ISBN / ASIN0684868830
ISBN-139780684868837
AvailabilityUsually ships in 24 hours
Sales Rank994,229
MarketplaceUnited States  🇺🇸

Description

In Still Wild: Short Fiction of the American West, 1950 to the Present, Larry McMurtry gives us a depleted West. The West of McMurtry's own writing is wildly various, filled with dead ends and bright ideas, lonesome cowboys and garrulous socialites. In the 20 stories he's chosen for this anthology, it is instead an undifferentiated territory of losers: you've got your sad sacks, your screwups, your lost souls. The lucky have all gone to live somewhere else.

In any anthology, there is usually one story that rolls up its sleeves and clobbers all the others.

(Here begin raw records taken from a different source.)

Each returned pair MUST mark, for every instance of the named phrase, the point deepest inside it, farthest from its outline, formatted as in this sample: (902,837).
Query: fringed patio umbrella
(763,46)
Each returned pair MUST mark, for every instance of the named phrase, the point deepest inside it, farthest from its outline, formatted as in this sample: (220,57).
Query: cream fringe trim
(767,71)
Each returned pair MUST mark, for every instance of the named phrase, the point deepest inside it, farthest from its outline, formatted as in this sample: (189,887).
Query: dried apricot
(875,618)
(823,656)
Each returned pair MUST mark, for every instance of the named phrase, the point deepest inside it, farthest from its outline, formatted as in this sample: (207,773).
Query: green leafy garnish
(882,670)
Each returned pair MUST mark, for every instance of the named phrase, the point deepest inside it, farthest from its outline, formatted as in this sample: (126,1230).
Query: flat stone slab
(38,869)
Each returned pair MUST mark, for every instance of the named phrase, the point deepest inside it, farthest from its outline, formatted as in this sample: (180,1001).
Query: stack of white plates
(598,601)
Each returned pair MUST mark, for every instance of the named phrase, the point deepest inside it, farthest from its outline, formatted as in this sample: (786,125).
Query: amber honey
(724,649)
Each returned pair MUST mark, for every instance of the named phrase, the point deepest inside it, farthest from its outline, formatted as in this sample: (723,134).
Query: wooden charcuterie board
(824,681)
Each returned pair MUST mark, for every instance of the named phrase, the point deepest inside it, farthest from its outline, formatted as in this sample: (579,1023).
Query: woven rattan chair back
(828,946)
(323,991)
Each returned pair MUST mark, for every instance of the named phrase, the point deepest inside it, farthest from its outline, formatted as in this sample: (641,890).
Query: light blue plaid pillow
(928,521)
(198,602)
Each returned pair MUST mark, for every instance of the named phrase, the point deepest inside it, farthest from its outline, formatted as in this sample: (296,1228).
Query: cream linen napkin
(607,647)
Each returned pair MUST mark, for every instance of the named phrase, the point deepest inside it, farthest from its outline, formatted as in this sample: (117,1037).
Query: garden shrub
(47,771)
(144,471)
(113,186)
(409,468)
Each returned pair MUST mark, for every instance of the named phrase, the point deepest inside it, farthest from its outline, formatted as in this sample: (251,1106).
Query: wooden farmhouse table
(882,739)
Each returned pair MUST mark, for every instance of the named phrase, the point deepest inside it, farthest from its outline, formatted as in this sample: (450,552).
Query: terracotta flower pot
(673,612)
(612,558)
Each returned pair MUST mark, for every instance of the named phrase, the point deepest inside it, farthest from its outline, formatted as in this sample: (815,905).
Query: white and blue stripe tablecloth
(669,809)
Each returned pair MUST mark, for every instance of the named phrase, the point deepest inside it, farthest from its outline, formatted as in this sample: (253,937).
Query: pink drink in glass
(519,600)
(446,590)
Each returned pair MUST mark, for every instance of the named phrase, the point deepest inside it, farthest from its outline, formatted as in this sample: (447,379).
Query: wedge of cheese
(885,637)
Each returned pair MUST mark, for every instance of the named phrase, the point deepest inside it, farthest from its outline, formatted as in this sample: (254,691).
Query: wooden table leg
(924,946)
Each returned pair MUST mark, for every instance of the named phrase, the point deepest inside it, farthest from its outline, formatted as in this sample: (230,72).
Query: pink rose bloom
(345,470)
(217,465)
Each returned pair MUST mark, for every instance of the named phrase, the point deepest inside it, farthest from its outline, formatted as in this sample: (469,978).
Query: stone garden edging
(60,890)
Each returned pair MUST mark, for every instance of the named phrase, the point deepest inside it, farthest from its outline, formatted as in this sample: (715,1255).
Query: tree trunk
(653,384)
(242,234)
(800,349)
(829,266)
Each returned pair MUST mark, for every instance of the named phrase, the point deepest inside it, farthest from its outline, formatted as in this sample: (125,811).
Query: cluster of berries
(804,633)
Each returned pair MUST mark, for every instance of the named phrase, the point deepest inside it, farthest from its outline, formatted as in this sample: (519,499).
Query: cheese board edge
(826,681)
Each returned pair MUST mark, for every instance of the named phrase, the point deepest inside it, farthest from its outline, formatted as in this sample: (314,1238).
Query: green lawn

Here it is Annie Proulx's haunting "Brokeback Mountain," the secret history of two male ranch workers who fall in love and carry on a life-long affair. Her opener also happens to give a perfect view of the landscape found in this collection: "They were raised on small, poor ranches in opposite corners of the state, Jack Twist in Lightning Flat, up on the Montana border, Ennis del Mar from around Sage, near the Utah line, both high-school drop-out country boys with no prospects, brought up to hard work and privation, both rough-mannered, rough-spoken, inured to the stoic life."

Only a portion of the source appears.